In der südkoreanischen Hauptstadt Seoul spielten sich in der Nacht zum Dienstag Szenen ab, die man eher in einem politischen Thriller erwarten würde. Präsident Yoon Suk Yeol, der sich offenbar für einen asiatischen Napoleon hielt, verhängte überraschend das Kriegsrecht – nur um es wenige Stunden später kleinlaut wieder aufzuheben.
Was war geschehen? Der konservative Staatschef, der sich seit Monaten in einem erbitterten Machtkampf mit der oppositionellen Demokratischen Partei befindet, zog die militärische Karte. Seine Begründung klang dabei wie aus dem Kalten Krieg: „Pro-nordkoreanische Kräfte“ würden den Staat bedrohen. Ein durchsichtiges Manöver, das selbst politische Beobachter mit jahrzehntelanger Erfahrung überraschte.
Doch das Parlament erwies sich als widerstandsfähiger als von Yoon erwartet. In einer nächtlichen Krisensitzung stimmten 190 Abgeordnete geschlossen gegen das Kriegsrecht – ein demokratischer Schulterschluss, der seinesgleichen sucht. Oppositionsführer Lee Jae-myung, der Yoon schon länger ein Dorn im Auge ist, bezeichnete den Vorstoß unmissverständlich als „verfassungswidrig“.
Der eigentliche Hintergrund des demokratischen Säbelrasselns liegt tiefer: Yoons Regierung steckt in der Krise. Seine Ehefrau steht im Zentrum verschiedener Skandale, hochrangige Beamte seiner Administration sehen sich Korruptionsvorwürfen ausgesetzt, und sein Haushaltsplan für 2025 wurde vergangene Woche vom Parlament abgeschmettert.
Als sich gegen 4 Uhr morgens Ortszeit auch noch das Militär auf die Seite der Verfassung schlug, blieb dem Präsidenten nichts anderes übrig, als seinen missglückten Coup einzugestehen und das Kriegsrecht aufzuheben. Ein politisches Debakel, das die ohnehin angespannte Situation in Südkorea weiter verschärft.

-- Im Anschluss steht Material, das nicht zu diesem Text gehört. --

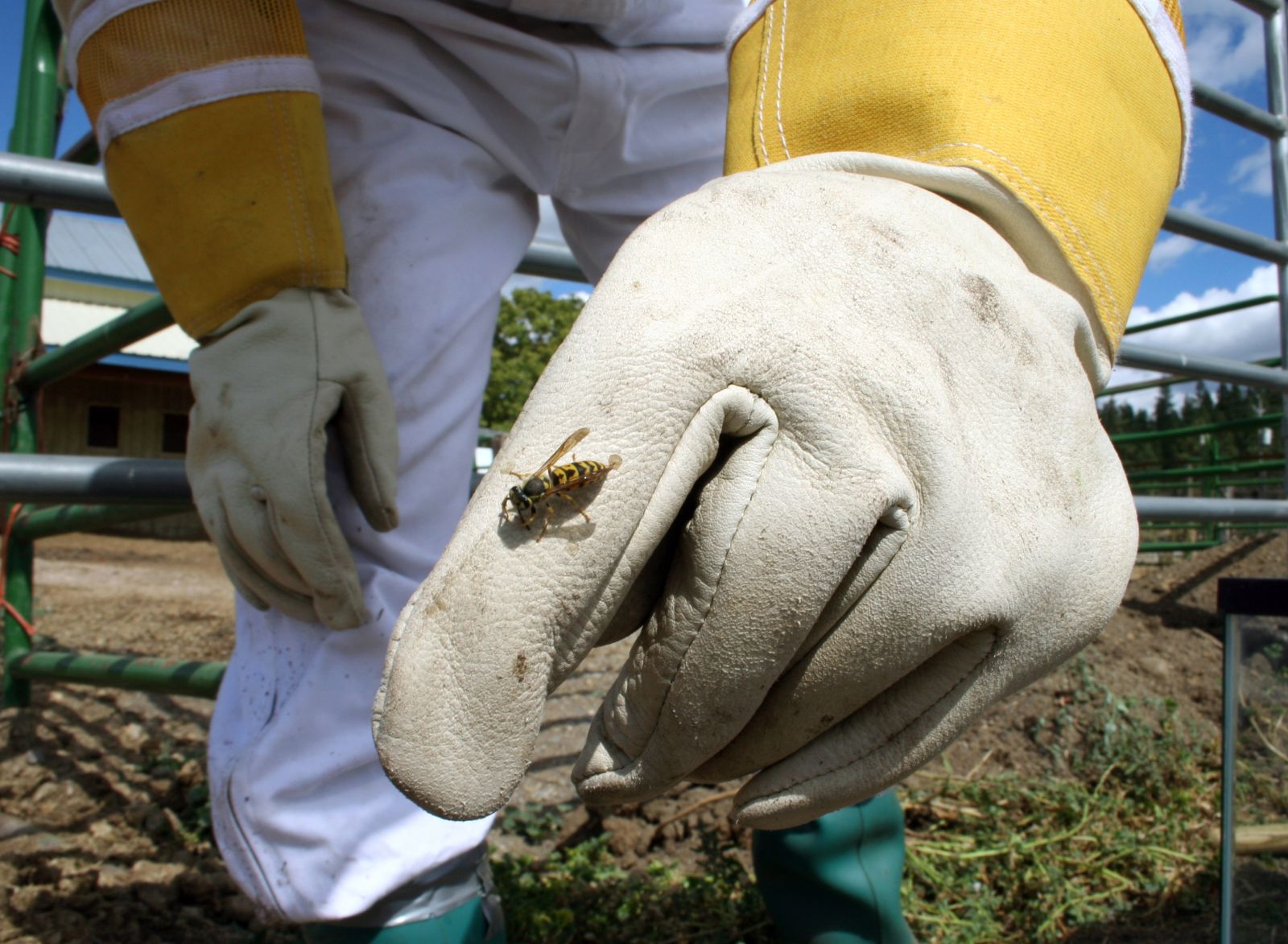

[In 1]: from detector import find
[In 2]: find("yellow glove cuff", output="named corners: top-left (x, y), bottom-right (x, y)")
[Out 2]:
top-left (68, 0), bottom-right (345, 337)
top-left (725, 0), bottom-right (1189, 348)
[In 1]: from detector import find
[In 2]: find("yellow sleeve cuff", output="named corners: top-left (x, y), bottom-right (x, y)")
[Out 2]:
top-left (725, 0), bottom-right (1189, 348)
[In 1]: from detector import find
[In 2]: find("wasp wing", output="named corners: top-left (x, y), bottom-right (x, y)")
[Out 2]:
top-left (532, 427), bottom-right (590, 478)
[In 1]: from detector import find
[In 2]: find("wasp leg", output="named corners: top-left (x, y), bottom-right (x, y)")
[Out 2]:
top-left (556, 492), bottom-right (590, 524)
top-left (537, 505), bottom-right (555, 543)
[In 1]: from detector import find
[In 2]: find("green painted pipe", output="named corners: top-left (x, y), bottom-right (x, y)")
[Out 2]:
top-left (1109, 414), bottom-right (1284, 443)
top-left (1127, 459), bottom-right (1284, 488)
top-left (8, 652), bottom-right (228, 698)
top-left (18, 295), bottom-right (174, 390)
top-left (13, 505), bottom-right (192, 541)
top-left (0, 0), bottom-right (64, 706)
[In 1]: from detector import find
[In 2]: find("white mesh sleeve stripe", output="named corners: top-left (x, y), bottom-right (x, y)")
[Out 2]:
top-left (1131, 0), bottom-right (1194, 185)
top-left (95, 56), bottom-right (320, 150)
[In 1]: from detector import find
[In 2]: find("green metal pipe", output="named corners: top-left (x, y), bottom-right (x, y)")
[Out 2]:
top-left (1127, 459), bottom-right (1284, 487)
top-left (1109, 414), bottom-right (1284, 443)
top-left (1123, 295), bottom-right (1279, 335)
top-left (18, 295), bottom-right (174, 390)
top-left (1096, 357), bottom-right (1282, 399)
top-left (13, 505), bottom-right (192, 541)
top-left (9, 652), bottom-right (228, 698)
top-left (0, 0), bottom-right (63, 706)
top-left (1136, 541), bottom-right (1221, 553)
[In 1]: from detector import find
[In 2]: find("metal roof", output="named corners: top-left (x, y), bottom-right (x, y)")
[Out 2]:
top-left (45, 212), bottom-right (152, 285)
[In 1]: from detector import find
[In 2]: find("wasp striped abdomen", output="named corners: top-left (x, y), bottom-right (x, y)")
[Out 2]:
top-left (501, 429), bottom-right (622, 541)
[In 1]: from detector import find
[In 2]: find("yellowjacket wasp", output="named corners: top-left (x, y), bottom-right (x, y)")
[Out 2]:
top-left (501, 427), bottom-right (622, 541)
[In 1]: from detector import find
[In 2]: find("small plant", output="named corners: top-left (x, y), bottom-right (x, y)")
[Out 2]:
top-left (501, 804), bottom-right (572, 843)
top-left (492, 832), bottom-right (771, 944)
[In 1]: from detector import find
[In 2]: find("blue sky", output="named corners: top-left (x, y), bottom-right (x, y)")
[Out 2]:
top-left (0, 0), bottom-right (1279, 404)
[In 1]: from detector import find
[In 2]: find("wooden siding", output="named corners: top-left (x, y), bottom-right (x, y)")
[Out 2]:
top-left (40, 365), bottom-right (206, 541)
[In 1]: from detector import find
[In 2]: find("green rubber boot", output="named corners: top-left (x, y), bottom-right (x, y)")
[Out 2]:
top-left (300, 897), bottom-right (506, 944)
top-left (303, 897), bottom-right (505, 944)
top-left (751, 792), bottom-right (914, 944)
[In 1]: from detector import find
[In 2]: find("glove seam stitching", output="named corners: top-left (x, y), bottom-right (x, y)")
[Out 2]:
top-left (618, 412), bottom-right (778, 757)
top-left (747, 630), bottom-right (1000, 805)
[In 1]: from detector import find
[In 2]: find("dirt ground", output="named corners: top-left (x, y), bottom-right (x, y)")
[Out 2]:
top-left (0, 525), bottom-right (1288, 944)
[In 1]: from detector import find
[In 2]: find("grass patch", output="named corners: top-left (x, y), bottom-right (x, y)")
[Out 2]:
top-left (492, 832), bottom-right (773, 944)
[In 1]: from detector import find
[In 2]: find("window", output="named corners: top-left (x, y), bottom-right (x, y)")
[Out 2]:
top-left (161, 414), bottom-right (188, 452)
top-left (85, 406), bottom-right (121, 449)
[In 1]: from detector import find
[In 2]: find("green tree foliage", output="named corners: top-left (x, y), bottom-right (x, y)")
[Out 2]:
top-left (483, 288), bottom-right (584, 430)
top-left (1100, 381), bottom-right (1284, 498)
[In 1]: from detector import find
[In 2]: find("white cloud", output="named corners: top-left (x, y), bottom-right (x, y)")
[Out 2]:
top-left (1148, 236), bottom-right (1200, 272)
top-left (1109, 266), bottom-right (1279, 408)
top-left (1181, 0), bottom-right (1265, 92)
top-left (1230, 146), bottom-right (1274, 197)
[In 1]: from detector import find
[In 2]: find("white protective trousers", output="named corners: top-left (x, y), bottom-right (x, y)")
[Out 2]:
top-left (210, 0), bottom-right (742, 923)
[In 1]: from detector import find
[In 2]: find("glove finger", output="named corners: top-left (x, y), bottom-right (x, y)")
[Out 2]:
top-left (374, 383), bottom-right (771, 819)
top-left (734, 631), bottom-right (1009, 830)
top-left (198, 489), bottom-right (313, 620)
top-left (254, 384), bottom-right (369, 630)
top-left (573, 431), bottom-right (910, 804)
top-left (335, 375), bottom-right (398, 530)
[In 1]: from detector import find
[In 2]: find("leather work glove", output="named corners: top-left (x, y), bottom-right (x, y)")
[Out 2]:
top-left (374, 156), bottom-right (1136, 828)
top-left (187, 288), bottom-right (398, 630)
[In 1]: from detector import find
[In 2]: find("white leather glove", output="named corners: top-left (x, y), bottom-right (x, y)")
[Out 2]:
top-left (187, 288), bottom-right (398, 630)
top-left (374, 159), bottom-right (1136, 827)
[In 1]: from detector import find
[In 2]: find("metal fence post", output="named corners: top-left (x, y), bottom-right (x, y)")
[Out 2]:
top-left (0, 0), bottom-right (63, 706)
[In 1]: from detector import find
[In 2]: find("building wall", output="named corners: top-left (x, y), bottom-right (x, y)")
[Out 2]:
top-left (40, 365), bottom-right (204, 540)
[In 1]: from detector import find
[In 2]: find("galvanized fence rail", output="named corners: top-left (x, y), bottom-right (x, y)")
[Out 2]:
top-left (0, 0), bottom-right (1288, 706)
top-left (1100, 0), bottom-right (1288, 550)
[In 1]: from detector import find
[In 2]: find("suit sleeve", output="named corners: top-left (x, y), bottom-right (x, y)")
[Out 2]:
top-left (60, 0), bottom-right (345, 337)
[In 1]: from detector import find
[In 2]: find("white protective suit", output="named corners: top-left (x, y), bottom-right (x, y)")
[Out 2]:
top-left (63, 0), bottom-right (742, 923)
top-left (63, 0), bottom-right (1189, 925)
top-left (210, 0), bottom-right (737, 921)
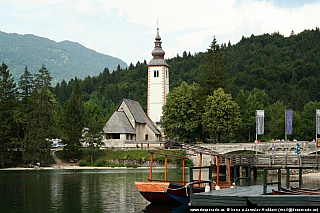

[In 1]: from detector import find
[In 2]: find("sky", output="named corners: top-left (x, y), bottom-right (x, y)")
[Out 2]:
top-left (0, 0), bottom-right (320, 65)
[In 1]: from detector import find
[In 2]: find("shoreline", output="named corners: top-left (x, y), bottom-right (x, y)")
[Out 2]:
top-left (0, 165), bottom-right (168, 171)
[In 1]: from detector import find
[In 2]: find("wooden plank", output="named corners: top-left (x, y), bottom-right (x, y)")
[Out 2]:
top-left (190, 186), bottom-right (320, 206)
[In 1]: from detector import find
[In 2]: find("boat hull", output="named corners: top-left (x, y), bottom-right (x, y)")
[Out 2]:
top-left (135, 182), bottom-right (204, 203)
top-left (135, 182), bottom-right (177, 203)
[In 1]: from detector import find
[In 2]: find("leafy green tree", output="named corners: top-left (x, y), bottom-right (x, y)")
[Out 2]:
top-left (240, 93), bottom-right (264, 141)
top-left (83, 100), bottom-right (105, 163)
top-left (293, 101), bottom-right (320, 141)
top-left (202, 88), bottom-right (241, 142)
top-left (64, 83), bottom-right (83, 157)
top-left (0, 63), bottom-right (17, 167)
top-left (200, 37), bottom-right (227, 95)
top-left (162, 82), bottom-right (203, 142)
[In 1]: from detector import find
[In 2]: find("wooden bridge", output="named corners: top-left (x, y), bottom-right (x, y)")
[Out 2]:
top-left (200, 141), bottom-right (320, 155)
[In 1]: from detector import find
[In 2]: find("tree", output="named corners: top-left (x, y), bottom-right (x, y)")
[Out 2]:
top-left (202, 88), bottom-right (241, 142)
top-left (64, 83), bottom-right (83, 157)
top-left (200, 37), bottom-right (227, 96)
top-left (19, 66), bottom-right (34, 104)
top-left (293, 101), bottom-right (320, 141)
top-left (25, 65), bottom-right (57, 164)
top-left (162, 82), bottom-right (203, 142)
top-left (265, 101), bottom-right (286, 139)
top-left (83, 100), bottom-right (104, 163)
top-left (0, 63), bottom-right (17, 167)
top-left (16, 66), bottom-right (34, 150)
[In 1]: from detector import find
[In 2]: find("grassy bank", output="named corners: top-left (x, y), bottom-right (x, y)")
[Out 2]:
top-left (56, 149), bottom-right (192, 167)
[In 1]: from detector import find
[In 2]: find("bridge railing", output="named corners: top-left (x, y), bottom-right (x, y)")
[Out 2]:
top-left (230, 154), bottom-right (320, 167)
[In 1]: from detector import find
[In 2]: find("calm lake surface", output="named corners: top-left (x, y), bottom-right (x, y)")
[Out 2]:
top-left (0, 169), bottom-right (320, 213)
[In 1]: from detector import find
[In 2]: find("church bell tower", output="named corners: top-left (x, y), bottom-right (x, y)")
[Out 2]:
top-left (147, 28), bottom-right (169, 127)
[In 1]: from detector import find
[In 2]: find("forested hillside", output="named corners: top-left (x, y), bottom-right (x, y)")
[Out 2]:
top-left (55, 28), bottom-right (320, 141)
top-left (0, 28), bottom-right (320, 167)
top-left (0, 32), bottom-right (127, 84)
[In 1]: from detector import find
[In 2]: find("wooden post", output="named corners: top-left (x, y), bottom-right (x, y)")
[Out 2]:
top-left (228, 158), bottom-right (231, 188)
top-left (198, 153), bottom-right (202, 187)
top-left (164, 155), bottom-right (168, 181)
top-left (216, 156), bottom-right (220, 186)
top-left (182, 158), bottom-right (186, 185)
top-left (198, 153), bottom-right (202, 182)
top-left (149, 152), bottom-right (153, 180)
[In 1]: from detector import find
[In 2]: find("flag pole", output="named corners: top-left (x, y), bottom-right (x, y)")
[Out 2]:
top-left (315, 109), bottom-right (320, 168)
top-left (284, 110), bottom-right (288, 156)
top-left (255, 110), bottom-right (258, 155)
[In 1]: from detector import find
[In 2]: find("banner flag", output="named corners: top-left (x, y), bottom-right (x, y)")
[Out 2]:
top-left (286, 110), bottom-right (293, 135)
top-left (256, 110), bottom-right (264, 135)
top-left (316, 109), bottom-right (320, 135)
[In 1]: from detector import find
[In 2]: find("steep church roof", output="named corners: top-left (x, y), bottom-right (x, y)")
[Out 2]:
top-left (103, 111), bottom-right (136, 134)
top-left (123, 98), bottom-right (161, 135)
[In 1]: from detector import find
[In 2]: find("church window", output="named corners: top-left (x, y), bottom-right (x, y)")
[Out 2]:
top-left (112, 133), bottom-right (120, 139)
top-left (153, 71), bottom-right (159, 78)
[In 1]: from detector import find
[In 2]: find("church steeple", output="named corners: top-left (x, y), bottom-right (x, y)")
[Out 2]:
top-left (151, 28), bottom-right (165, 58)
top-left (147, 28), bottom-right (169, 125)
top-left (148, 28), bottom-right (168, 66)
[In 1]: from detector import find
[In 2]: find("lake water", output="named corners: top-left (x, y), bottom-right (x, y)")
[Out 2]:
top-left (0, 169), bottom-right (320, 213)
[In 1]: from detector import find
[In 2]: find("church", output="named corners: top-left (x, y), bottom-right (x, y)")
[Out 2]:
top-left (102, 28), bottom-right (169, 147)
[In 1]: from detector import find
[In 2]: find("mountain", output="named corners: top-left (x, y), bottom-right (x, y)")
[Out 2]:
top-left (0, 32), bottom-right (127, 85)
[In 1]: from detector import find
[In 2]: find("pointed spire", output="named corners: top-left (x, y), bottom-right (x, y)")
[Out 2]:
top-left (151, 28), bottom-right (165, 58)
top-left (149, 27), bottom-right (169, 66)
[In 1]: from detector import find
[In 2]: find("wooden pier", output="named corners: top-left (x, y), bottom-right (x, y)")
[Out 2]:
top-left (190, 185), bottom-right (320, 206)
top-left (190, 167), bottom-right (320, 206)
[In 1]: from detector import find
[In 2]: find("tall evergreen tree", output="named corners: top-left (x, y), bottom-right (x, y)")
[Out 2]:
top-left (0, 63), bottom-right (17, 167)
top-left (64, 83), bottom-right (83, 157)
top-left (25, 65), bottom-right (56, 163)
top-left (16, 66), bottom-right (34, 156)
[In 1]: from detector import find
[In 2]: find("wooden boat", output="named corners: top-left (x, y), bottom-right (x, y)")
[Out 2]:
top-left (272, 187), bottom-right (320, 195)
top-left (280, 187), bottom-right (320, 195)
top-left (272, 189), bottom-right (301, 195)
top-left (291, 187), bottom-right (320, 193)
top-left (135, 152), bottom-right (231, 203)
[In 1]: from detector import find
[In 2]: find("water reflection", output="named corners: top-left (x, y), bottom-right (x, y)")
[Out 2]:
top-left (0, 169), bottom-right (320, 213)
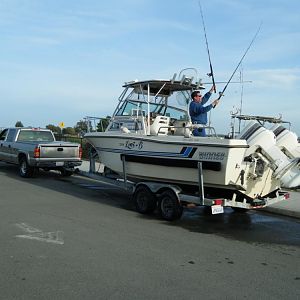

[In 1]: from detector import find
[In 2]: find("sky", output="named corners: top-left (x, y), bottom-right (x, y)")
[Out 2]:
top-left (0, 0), bottom-right (300, 136)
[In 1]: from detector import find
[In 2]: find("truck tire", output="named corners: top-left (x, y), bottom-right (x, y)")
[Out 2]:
top-left (133, 185), bottom-right (157, 214)
top-left (231, 207), bottom-right (248, 214)
top-left (60, 168), bottom-right (74, 177)
top-left (19, 156), bottom-right (34, 178)
top-left (158, 190), bottom-right (183, 221)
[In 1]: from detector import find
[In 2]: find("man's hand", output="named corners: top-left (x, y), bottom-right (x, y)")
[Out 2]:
top-left (212, 99), bottom-right (220, 108)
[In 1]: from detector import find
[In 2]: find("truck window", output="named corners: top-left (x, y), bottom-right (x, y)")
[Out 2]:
top-left (0, 129), bottom-right (8, 141)
top-left (18, 130), bottom-right (54, 142)
top-left (6, 129), bottom-right (16, 142)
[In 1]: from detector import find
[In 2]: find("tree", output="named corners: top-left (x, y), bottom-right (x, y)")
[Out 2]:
top-left (74, 120), bottom-right (92, 134)
top-left (97, 116), bottom-right (111, 132)
top-left (46, 124), bottom-right (61, 134)
top-left (15, 121), bottom-right (24, 127)
top-left (62, 127), bottom-right (76, 135)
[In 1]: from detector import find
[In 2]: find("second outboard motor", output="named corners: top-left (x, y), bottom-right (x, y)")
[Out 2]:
top-left (239, 121), bottom-right (300, 188)
top-left (271, 125), bottom-right (300, 158)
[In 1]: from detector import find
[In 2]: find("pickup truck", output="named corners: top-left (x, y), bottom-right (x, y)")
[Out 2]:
top-left (0, 127), bottom-right (82, 177)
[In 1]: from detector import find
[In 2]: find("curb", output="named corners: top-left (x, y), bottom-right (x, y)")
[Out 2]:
top-left (261, 206), bottom-right (300, 219)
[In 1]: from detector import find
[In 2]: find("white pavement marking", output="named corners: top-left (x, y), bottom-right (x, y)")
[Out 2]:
top-left (16, 223), bottom-right (64, 245)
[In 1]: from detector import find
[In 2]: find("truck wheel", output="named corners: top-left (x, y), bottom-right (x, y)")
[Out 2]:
top-left (133, 185), bottom-right (157, 214)
top-left (231, 207), bottom-right (248, 214)
top-left (159, 190), bottom-right (183, 221)
top-left (19, 157), bottom-right (34, 178)
top-left (60, 168), bottom-right (74, 177)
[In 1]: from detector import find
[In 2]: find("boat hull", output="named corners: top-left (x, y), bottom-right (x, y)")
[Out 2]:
top-left (85, 133), bottom-right (278, 198)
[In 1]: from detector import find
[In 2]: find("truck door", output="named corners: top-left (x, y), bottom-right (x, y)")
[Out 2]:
top-left (6, 128), bottom-right (19, 163)
top-left (0, 129), bottom-right (16, 162)
top-left (0, 129), bottom-right (8, 161)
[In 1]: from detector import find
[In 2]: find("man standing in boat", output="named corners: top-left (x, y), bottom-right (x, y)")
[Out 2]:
top-left (189, 86), bottom-right (219, 136)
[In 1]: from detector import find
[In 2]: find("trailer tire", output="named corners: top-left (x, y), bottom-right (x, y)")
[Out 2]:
top-left (133, 185), bottom-right (157, 214)
top-left (19, 156), bottom-right (34, 178)
top-left (231, 207), bottom-right (248, 214)
top-left (159, 190), bottom-right (183, 221)
top-left (60, 168), bottom-right (74, 177)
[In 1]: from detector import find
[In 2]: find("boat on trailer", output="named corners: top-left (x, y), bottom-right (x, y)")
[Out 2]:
top-left (85, 72), bottom-right (300, 219)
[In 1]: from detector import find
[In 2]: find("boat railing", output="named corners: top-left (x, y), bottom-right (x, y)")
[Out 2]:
top-left (151, 124), bottom-right (218, 137)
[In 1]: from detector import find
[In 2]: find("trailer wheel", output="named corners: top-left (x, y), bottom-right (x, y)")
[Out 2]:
top-left (19, 156), bottom-right (34, 178)
top-left (60, 168), bottom-right (74, 177)
top-left (159, 190), bottom-right (183, 221)
top-left (133, 185), bottom-right (157, 214)
top-left (231, 207), bottom-right (248, 214)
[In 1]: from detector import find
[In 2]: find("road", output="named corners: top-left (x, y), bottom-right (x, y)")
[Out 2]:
top-left (0, 163), bottom-right (300, 300)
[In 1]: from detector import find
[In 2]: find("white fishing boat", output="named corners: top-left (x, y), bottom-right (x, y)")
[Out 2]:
top-left (85, 72), bottom-right (300, 205)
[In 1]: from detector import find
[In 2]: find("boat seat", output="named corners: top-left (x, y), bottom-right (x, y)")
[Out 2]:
top-left (150, 116), bottom-right (170, 135)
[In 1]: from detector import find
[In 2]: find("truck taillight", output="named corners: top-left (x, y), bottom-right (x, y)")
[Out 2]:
top-left (79, 146), bottom-right (82, 159)
top-left (33, 147), bottom-right (41, 158)
top-left (214, 199), bottom-right (223, 205)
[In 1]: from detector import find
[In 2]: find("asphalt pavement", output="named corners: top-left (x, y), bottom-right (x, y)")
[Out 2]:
top-left (78, 160), bottom-right (300, 219)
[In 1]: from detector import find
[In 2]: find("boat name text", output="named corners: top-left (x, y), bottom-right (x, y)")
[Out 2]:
top-left (125, 141), bottom-right (143, 150)
top-left (199, 152), bottom-right (225, 160)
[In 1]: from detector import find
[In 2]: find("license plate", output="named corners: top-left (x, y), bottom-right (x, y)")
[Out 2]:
top-left (211, 205), bottom-right (224, 215)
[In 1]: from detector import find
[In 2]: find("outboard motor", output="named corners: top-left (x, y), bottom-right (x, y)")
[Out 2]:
top-left (238, 121), bottom-right (300, 188)
top-left (271, 125), bottom-right (300, 158)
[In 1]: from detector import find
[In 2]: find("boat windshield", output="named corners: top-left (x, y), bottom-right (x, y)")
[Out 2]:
top-left (115, 91), bottom-right (189, 120)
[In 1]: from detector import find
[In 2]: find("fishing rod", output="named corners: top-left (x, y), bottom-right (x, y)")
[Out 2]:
top-left (198, 1), bottom-right (217, 93)
top-left (217, 22), bottom-right (262, 100)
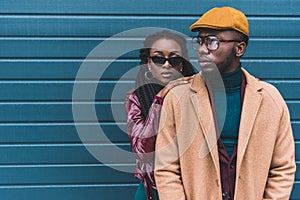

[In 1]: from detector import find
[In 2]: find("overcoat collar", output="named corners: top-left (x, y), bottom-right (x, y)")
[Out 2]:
top-left (190, 68), bottom-right (263, 174)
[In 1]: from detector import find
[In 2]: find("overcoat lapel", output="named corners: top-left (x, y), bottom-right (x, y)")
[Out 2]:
top-left (190, 74), bottom-right (220, 175)
top-left (237, 70), bottom-right (263, 170)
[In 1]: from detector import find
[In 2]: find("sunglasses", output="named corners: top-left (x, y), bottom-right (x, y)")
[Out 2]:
top-left (149, 56), bottom-right (183, 67)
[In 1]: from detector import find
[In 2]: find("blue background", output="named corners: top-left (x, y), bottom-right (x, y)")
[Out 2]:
top-left (0, 0), bottom-right (300, 200)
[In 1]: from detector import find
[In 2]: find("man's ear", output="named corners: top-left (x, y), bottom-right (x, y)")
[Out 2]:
top-left (235, 42), bottom-right (247, 57)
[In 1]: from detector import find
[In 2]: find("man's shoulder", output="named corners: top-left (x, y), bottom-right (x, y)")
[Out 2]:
top-left (244, 70), bottom-right (285, 109)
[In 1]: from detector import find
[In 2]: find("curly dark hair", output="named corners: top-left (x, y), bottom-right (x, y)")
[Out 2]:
top-left (135, 30), bottom-right (195, 119)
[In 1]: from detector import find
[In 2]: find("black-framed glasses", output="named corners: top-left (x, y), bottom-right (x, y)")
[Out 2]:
top-left (192, 35), bottom-right (241, 51)
top-left (149, 56), bottom-right (183, 67)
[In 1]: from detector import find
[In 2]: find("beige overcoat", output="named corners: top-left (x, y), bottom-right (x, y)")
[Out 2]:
top-left (155, 69), bottom-right (296, 200)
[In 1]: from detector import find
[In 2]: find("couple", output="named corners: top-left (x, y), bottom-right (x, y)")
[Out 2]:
top-left (125, 7), bottom-right (296, 200)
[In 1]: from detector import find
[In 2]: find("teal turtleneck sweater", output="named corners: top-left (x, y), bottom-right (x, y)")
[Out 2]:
top-left (214, 67), bottom-right (242, 157)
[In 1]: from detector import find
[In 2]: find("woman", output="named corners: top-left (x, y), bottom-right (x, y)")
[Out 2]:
top-left (125, 30), bottom-right (194, 200)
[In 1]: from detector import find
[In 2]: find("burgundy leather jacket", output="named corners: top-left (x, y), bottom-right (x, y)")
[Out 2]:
top-left (125, 90), bottom-right (163, 199)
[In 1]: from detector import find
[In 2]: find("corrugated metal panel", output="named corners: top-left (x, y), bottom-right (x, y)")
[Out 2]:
top-left (0, 0), bottom-right (300, 200)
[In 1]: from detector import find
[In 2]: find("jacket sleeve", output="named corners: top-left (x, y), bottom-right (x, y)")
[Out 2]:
top-left (154, 92), bottom-right (186, 200)
top-left (125, 93), bottom-right (162, 162)
top-left (263, 103), bottom-right (296, 200)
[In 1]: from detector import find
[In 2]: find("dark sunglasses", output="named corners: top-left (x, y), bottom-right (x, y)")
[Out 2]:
top-left (149, 56), bottom-right (183, 67)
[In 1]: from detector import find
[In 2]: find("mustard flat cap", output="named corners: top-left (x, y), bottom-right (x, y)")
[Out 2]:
top-left (190, 7), bottom-right (249, 36)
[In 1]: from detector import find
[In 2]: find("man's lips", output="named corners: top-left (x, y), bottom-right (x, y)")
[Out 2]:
top-left (160, 72), bottom-right (173, 78)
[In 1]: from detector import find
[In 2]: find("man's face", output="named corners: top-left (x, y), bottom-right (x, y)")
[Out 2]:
top-left (197, 29), bottom-right (240, 73)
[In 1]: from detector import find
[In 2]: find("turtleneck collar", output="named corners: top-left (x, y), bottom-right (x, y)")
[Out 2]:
top-left (221, 67), bottom-right (242, 93)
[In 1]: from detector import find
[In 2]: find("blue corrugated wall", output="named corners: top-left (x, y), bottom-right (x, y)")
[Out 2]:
top-left (0, 0), bottom-right (300, 200)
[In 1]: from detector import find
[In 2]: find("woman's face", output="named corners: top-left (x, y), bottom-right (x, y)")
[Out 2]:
top-left (148, 38), bottom-right (183, 85)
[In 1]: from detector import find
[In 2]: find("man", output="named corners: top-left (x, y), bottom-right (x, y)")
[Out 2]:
top-left (155, 7), bottom-right (296, 200)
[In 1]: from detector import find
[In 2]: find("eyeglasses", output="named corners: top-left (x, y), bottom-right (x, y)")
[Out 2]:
top-left (149, 56), bottom-right (183, 67)
top-left (192, 35), bottom-right (241, 51)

Die Episode erinnert fatal an die autoritären Reflexe vergangener Jahrzehnte – eine Entwicklung, die viele Südkoreaner längst überwunden glaubten. Dass ausgerechnet ein demokratisch gewählter Präsident zu solchen Mitteln greift, wirft ein bezeichnendes Licht auf den Zustand der politischen Kultur im Land der Morgenstille.